It's hard to make a TV show that ends up with the longevity and passionate fanbase of Supernatural. That's why the show reaching its milestone 300th episode on Thursday is such a big deal. But what's perhaps more impressive than Supernatural hitting 300 episodes is the fact that in 14 seasons and almost a decade and half of filming, co-stars and real-life BFFs Jensen Ackles and Jared Padalecki have only had one fight.
Standing on the red carpet outside the Supernatural 300th episode party celebration in Vancouver, Ackles laughs when he thinks back to that game-changing moment in the first season that almost threatened their friendship and potentially the show's future. "The first season, there's a few stories," he tells Bustle of his first and last fight with Padalecki. While he didn't spill the exact details of what led the long-running co-stars to go head-to-head, he did reveal that it was messy. "We got into a really heated argument and we stomped away from each other," he adds. "We blew up at each other."
But that one fight ended up being exactly what Ackles and Padalecki — and the show itself — needed to succeed for the next 14 years. "Shortly after we came back together and sat down and said, 'Well, if this is going to work, that can't ever happen again,'" Ackles says. "We built on that and we formulated a new trust and realized that we're better as a unit than as enemies. We've made it 14 years and counting like that. Three hundred episodes, there you go."
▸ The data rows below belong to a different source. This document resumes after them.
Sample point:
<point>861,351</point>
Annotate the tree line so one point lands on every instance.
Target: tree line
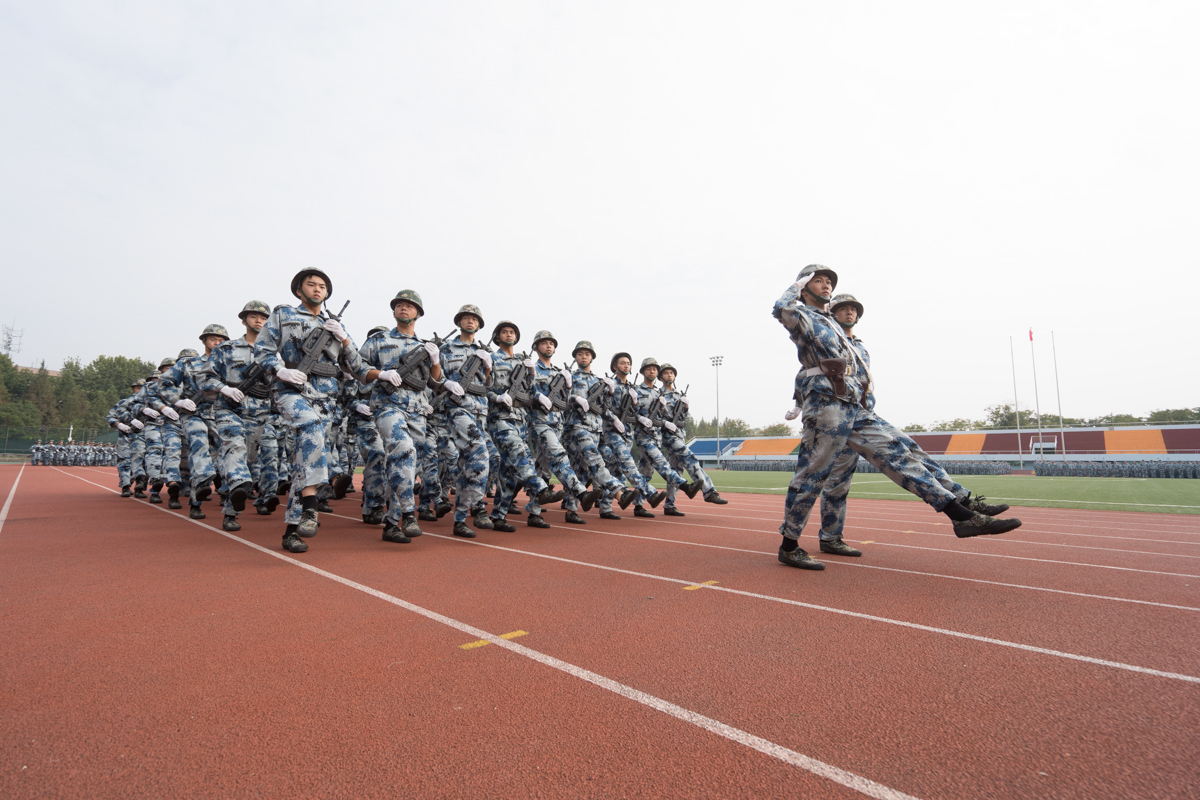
<point>1002,415</point>
<point>79,395</point>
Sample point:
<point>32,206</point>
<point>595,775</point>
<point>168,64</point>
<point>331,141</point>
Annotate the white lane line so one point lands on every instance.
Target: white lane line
<point>955,552</point>
<point>1018,645</point>
<point>856,565</point>
<point>12,493</point>
<point>828,771</point>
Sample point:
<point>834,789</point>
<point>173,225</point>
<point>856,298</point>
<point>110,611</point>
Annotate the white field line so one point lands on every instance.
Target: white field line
<point>12,493</point>
<point>851,564</point>
<point>844,777</point>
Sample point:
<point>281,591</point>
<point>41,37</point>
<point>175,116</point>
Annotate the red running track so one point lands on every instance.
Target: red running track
<point>150,655</point>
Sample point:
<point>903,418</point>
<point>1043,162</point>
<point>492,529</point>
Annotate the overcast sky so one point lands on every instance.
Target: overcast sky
<point>646,175</point>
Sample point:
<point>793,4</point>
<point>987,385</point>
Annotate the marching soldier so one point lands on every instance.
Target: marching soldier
<point>833,386</point>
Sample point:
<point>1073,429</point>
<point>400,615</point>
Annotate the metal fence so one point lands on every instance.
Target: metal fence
<point>19,439</point>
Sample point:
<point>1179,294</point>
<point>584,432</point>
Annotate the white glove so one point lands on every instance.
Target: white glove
<point>336,329</point>
<point>292,376</point>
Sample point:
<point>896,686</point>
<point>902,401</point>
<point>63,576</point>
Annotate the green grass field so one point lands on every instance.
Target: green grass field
<point>1170,495</point>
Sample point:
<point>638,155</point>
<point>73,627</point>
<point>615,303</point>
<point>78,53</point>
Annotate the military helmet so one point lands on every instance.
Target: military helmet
<point>215,330</point>
<point>255,307</point>
<point>817,269</point>
<point>846,300</point>
<point>413,298</point>
<point>312,270</point>
<point>505,323</point>
<point>468,310</point>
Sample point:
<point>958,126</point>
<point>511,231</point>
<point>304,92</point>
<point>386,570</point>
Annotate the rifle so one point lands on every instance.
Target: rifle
<point>521,384</point>
<point>414,367</point>
<point>598,397</point>
<point>319,348</point>
<point>473,373</point>
<point>558,391</point>
<point>253,382</point>
<point>679,413</point>
<point>627,410</point>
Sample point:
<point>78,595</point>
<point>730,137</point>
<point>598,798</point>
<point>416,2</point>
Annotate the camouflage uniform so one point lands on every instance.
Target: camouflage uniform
<point>399,417</point>
<point>831,422</point>
<point>509,431</point>
<point>546,431</point>
<point>466,420</point>
<point>309,409</point>
<point>239,425</point>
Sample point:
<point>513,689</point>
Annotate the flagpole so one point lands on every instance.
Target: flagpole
<point>1017,404</point>
<point>1062,427</point>
<point>1037,404</point>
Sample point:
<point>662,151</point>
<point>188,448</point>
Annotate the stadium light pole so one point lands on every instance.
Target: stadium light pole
<point>717,365</point>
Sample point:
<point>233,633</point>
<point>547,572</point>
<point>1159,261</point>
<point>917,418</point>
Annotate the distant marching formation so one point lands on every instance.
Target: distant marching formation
<point>70,453</point>
<point>293,405</point>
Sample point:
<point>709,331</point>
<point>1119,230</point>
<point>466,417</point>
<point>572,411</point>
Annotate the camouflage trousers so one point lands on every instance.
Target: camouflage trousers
<point>582,443</point>
<point>516,467</point>
<point>199,451</point>
<point>375,470</point>
<point>310,420</point>
<point>137,455</point>
<point>558,462</point>
<point>467,431</point>
<point>153,435</point>
<point>648,443</point>
<point>448,452</point>
<point>829,427</point>
<point>833,498</point>
<point>681,459</point>
<point>124,459</point>
<point>616,450</point>
<point>172,451</point>
<point>240,433</point>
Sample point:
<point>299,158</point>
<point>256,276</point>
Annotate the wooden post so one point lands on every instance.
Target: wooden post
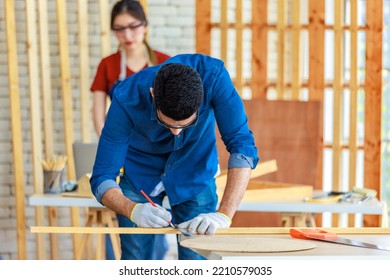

14 years is a long time to work the same job, let alone spend all those hours with the same people day in and day out. That's why both Ackles and Padalecki credit the long-running series with helping them grow into the adults they are today.
"I've been an adult for 18 years and on Supernatural for 14, so it's difficult to even comprehend," Padalecki tells Bustle of how much the show has changed him. "I've learned to take the long view of things and not focus so much on winning the battle as winning the war, or just surviving. I don't want to say winning the war because it's not a win/lose game. But I've learned to appreciate the long term and play the slow game; play chess as opposed to checkers."
Supernatural wasn't the first iconic role that Padalecki played; he started his career playing Dean on Gilmore Girls when he was 18. But it's his time playing Sam Winchester that Padalecki says greatly enriched his life.
"I am 100 percent certain I am the most blessed man on the planet," he adds. "I've been humbled along the way and luckily I've had friends I trust and respect enough to tell me, 'Hey, be humble.' I've been a very lucky guy."
As Ackles looks back on the past 14 years playing Sam's older brother Dean Winchester, he starts to laugh and shake his head. "My whole life is different other than being in Vancouver and shooting the same show," he says. "I was a twenty-something bachelor living in California, now I'm married with three kids living in Austin, Texas. My life has changed quite dramatically, but this show has been the constant in my life and it continues to be. It's pretty cool."
When Padalecki and Ackles put on their Winchester flannels for the first time 14 seasons ago, they had no idea that they would become the uniform of their adult life. But now Supernatural is the longest-running hour-long sci-fi drama in the history of television, and they can't imagine what life would look like without having to wear flannel every day riding around in a black 1967 Chevrolet Impala. So with the wisdom he has now, Padalecki has some advice for his 18-year-old self who hasn't yet filmed the very first episode of Supernatural: "Beware of Ruby," he says with a laugh, referencing the character his now-wife Genevieve Padalecki played on the series.
He then gets serious and thinks for a moment. "I would say play the long game," he adds. "Life can be short, unfortunately sometimes, but by and large treat life like it's long. I've been happier treating life like life is long than treating life like life is short."
He pauses, then continues, "Life is short is great and as a mantra when you're a teenager or a twenty-something but when you get to the later parts in life and you have a wife and three kids and some friends you've had for 20 years, you're like, 'You know what? I don't need to blow it out every night. I don't need to treat every day or every opportunity like whoa, this is the coolest opportunity on the planet.' Learn something new every day, learn something from someone every time you meet them, and play the long game."
And while Ackles jokes that he would tell his younger self to "buy more real estate," he wouldn't change much about his entire professional career and personal life while working on Supernatural.
"If anything, I'd say to enjoy the ride. But I enjoyed it pretty well," Ackles says. "I had some pretty great people giving me really great advice early on." Three hundred episodes with only one fight and no regrets? Now that's something to celebrate.